[Noisebridge-discuss] Anyone willing to part with their USRP?

Christie Dudley longobord at gmail.com
Sun Dec 12 16:12:42 UTC 2010


Another problem with "rolling your own" RF devices is that the lengths,
sizes and shapes of the traces matter.  It's so very easy to introduce
noise/crosstalk in your signal from a misplaced trace.

Josh, I have a USRP on loan from Ettus at the EFF that I'm getting ready to
send back, with apologies since the stuff we were researching had the
program cancelled and it's seriously overkill to do more with it.  I'm not
sure how/if that would help you, since it can only leave their office to go
back to Ettus, but I thought I'd throw that out there.
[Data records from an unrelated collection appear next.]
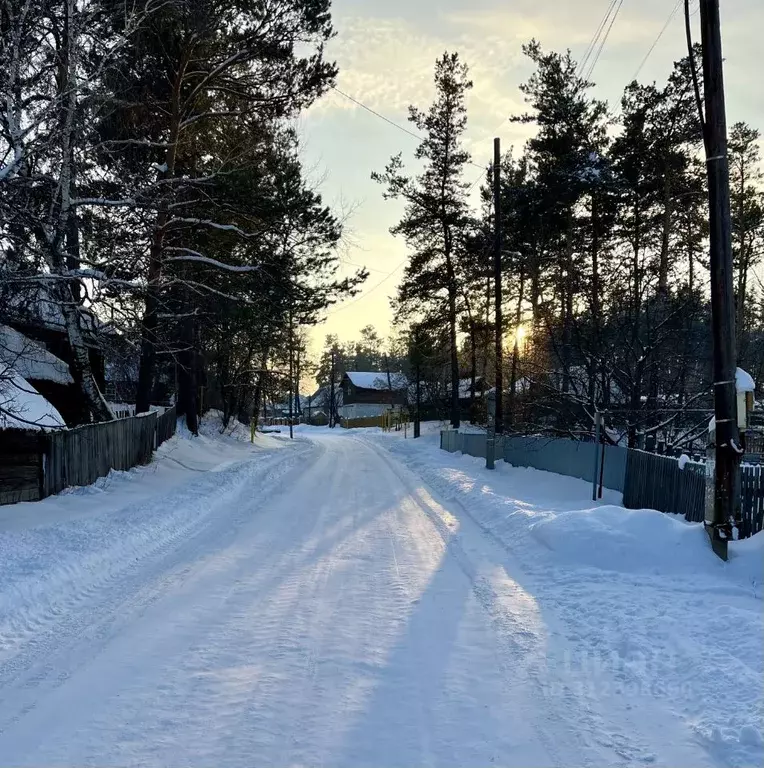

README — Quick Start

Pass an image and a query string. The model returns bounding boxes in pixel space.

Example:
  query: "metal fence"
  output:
[0,407,177,504]
[440,430,764,538]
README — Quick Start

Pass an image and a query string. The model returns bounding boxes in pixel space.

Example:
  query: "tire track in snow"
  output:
[0,443,320,734]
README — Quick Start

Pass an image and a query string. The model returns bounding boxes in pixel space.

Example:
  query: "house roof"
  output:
[0,369,66,430]
[0,282,115,344]
[0,325,74,384]
[345,371,408,390]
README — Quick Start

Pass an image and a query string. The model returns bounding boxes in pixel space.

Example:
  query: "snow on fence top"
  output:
[345,371,408,389]
[0,325,73,384]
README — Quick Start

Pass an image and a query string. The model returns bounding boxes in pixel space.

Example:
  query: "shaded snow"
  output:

I also have one of those girltech IMME devices Dr Jesus was mentioning,
hacked so there's access to the radio.  Unfortunately, the only current way
to get stuff out is through the JTAG interface, so...

Another SDR that's caught my eye is the Elecraft K3.  It's as closed source
as hams will stand and AFIK, probably doesn't have the interface you're
looking for, but it's super polished (MUCH nicer than the USRP) and the cost
is of the same order that the USRP is, especially after you consider all the
front-end boards you need, etc.  I just heard about it a week ago and I'm
wanting to learn more about it.

Christie
_______
"It is the time you have lost for your rose that makes your rose so
important."
Antoine de Saint-Exupéry

"Too long a sacrifice can make a stone of the heart."
William Butler Yeats



On Sat, Dec 11, 2010 at 4:06 PM, Christoph Maier <
cm.hardware.software.elsewhere at gmail.com> wrote:

> On Sat, Dec 11, 2010 at 2:57 PM, Jake <jake at spaz.org> wrote:
> > Well, i looked into my assumption that the USRP was truly "open-source"
> > and this is what i found:
> > http://lists.gnu.org/archive/html/discuss-gnuradio/
> >
> > "The schematics are available, the PCB files and gerbers are not."
> >
> > so, we would have to eagle-up a board from scratch, but hey!  it's worth
> > it!  The thing is, it would probably take multiple layers, and for
> various
> > reasons, we would not make the boards ourselves.
> >
> > As for the actual soldering, no it is not that hard to solder TSSOP (is
> > there anything finer than that?) even if you're not Mike Kahn.  I have
> > literally soldered shit like that with my 100-watt W100P and solder
> braid.
> > It's fun and easy, and we have all the tools at noisebridge (the hot-air
> > soldering machine can take a 166-pin MILF package off a board without
> > hurting it)
> >
> > So, in other words, if you and me and 3 other people want a USRP, we
> > should start by making a parts list and sitting down on Eagle for a
> > minute.  There will always be more comers after we find success.
>
> Going to be WAY more than a minute ...
> Does it have to be Eagle?
>
> Christoph <- messes with Altium Designer, high speed FPGA design ...
> not my choice, really.
>
> > You think the SMD badge kit is hot and makes you money?  Wait until you
> > have a USRP kit.
> >
> > What is a USRP good for?  the possibilities are limitless.